Challenges for datacenters in the face of advancing AI

Sheila Zabeu -

September 20, 2023

The extraordinary growth in the use of Artificial Intelligence (AI) in various sectors of activity is posing challenges and requiring changes in the design and operation of datacenters so that they can meet ever-increasing demand. An estimate by Schneider Electric, a company that operates in the field of energy systems management and automation, points out that AI currently represents 4.3 GW of energy demand, a figure that is expected to grow at a compound annual rate of 26% to 36%, resulting in a total of between 13.5 GW and 20 GW by 2028.

Against this backdrop, Schneider Electric has prepared a document in which it explains how AI attributes and trends can create challenges for every element of datacenter physical infrastructure, including power systems, cooling, racks and management software. It also offers guidance on how to tackle these challenges and presents a vision of what lies ahead in terms of datacenter design.

Overview of AI workloads in data centers.

“With the advance of AI, specific requirements are emerging in datacenter design and management. To meet the challenges, it is important to consider various attributes and trends in AI workloads that impact both new and existing datacenters,” says Pankaj Sharma, executive vice president of Schneider Electric’s secure energy and datacenter business. “AI applications, especially training clusters, are highly demanding in terms of the processing power provided by GPUs or specialized AI accelerators. This puts significant pressure on the power and cooling infrastructure of datacenters. And with rising energy costs and environmental concerns, datacenters need to adopt energy-efficient hardware, such as high-efficiency power and cooling systems, and renewable energy sources to help reduce operating expenses and their carbon footprint,” he adds.

According to the guide, there are four AI attributes and trends that underlie datacenter physical infrastructure challenges: AI workloads (training and inference), GPU thermal design power (TDP), network latency and the size of AI clusters.

The challenges posed by AI workloads are: (1) 120/208 V distribution that is impractical to deploy; (2) small power distribution blocks that waste space; (3) standard 60/63 A rack PDUs (power distribution units) that are impractical to deploy; (4) increased risks generated by arcing that complicate working practices; (5) lack of load diversity that increases the risk of upstream circuit breakers tripping; and (6) high rack temperatures that increase the risk of faults and other hazards.

In terms of cooling, the densification of server clusters for AI training is forcing the migration from air cooling to liquid cooling. Furthermore, although less dense clusters and inference servers still use more conventional datacenter cooling methods, the study lists the main cooling challenges to be addressed: (1) inadequate air cooling for AI clusters above 20 kW/rack; (2) lack of standardised designs and site constraints that complicate the adoption of liquid cooling; (3) unknown future TDPs that increase the risk of cooling design obsolescence; (4) inexperience that complicates installation, operation, and maintenance processes; (5) liquid cooling that increases the risk of rack leaks; and (6) limited fluid options for use in liquid cooling in a sustainable way.

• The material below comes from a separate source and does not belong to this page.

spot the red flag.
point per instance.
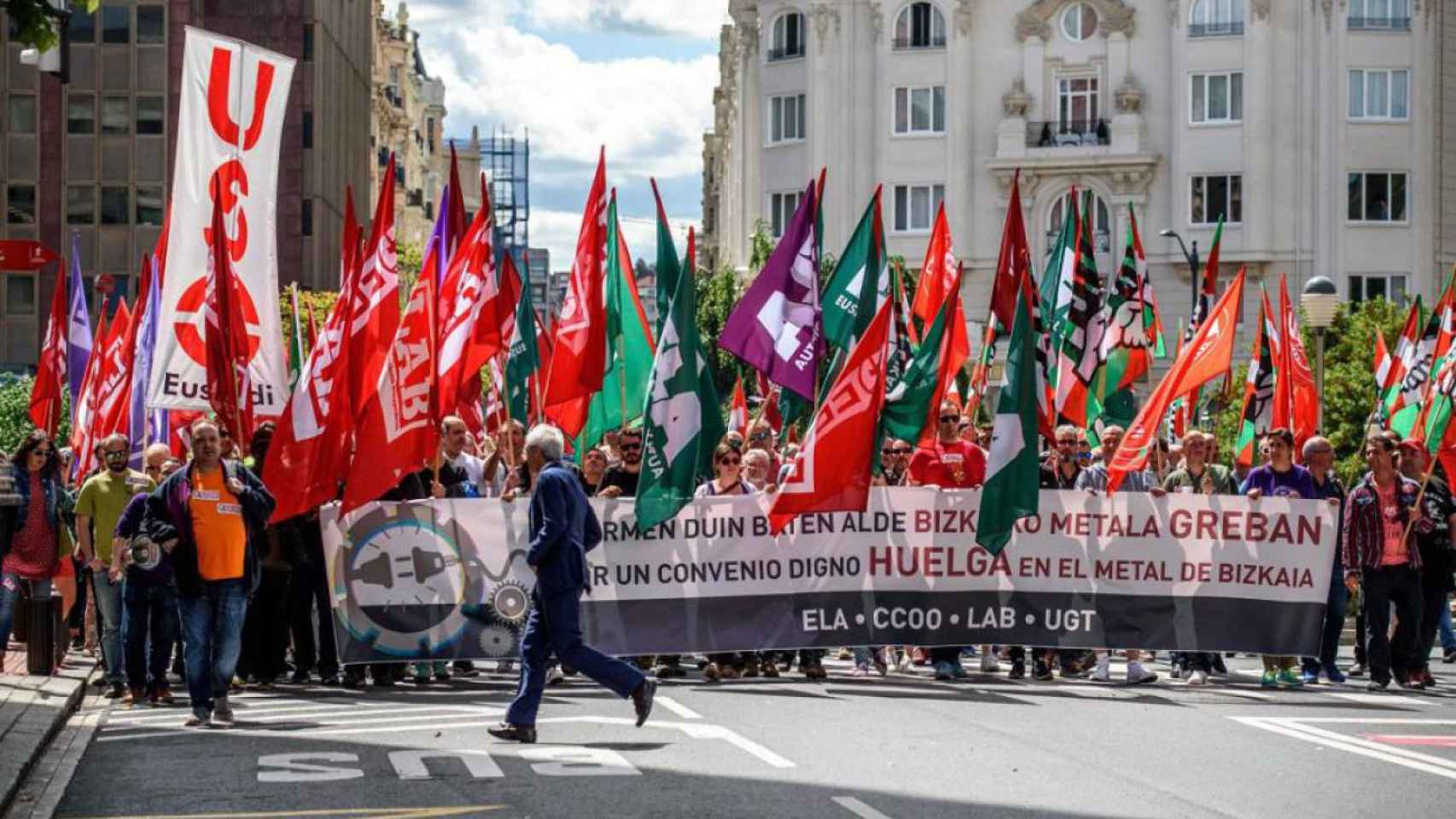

In the case of racks, there are four main challenges generated by AI workloads: (1) standard width racks that don’t have room for power and cooling equipment; (2) standard depth racks that don’t have room for deep AI servers and cabling; (3) standard height racks that don’t have room for the required number of servers; and (4) standard racks that can’t support the weight of AI equipment.

Maintaining high-density liquid-cooled clusters alongside traditional air-cooled IT systems makes certain management software tools more critical. In addition, even though some AI training workloads may not require high availability, inadequate design and monitoring can cause downtime of adjacent business-critical racks. The two main challenges related to management software in the context of high-density AI training workloads are: (1) high power densities and the demand for AI clusters that generate design uncertainties; (2) smaller error margins that increase operational risks in a dynamic environment.

In the guide, guidelines are presented to help address each of these challenges. In addition, some future technologies and design approaches should also help in this endeavour: (1) rPDUs (rack PDU) optimized for AI; (2) average voltage for 415/240 V transformers; (3) solid-state transformers; (4) solid-state circuit breakers; (5) sustainable dielectric fluids; (6) ultra-deep IT racks; and (7) greater interaction/optimization with grids.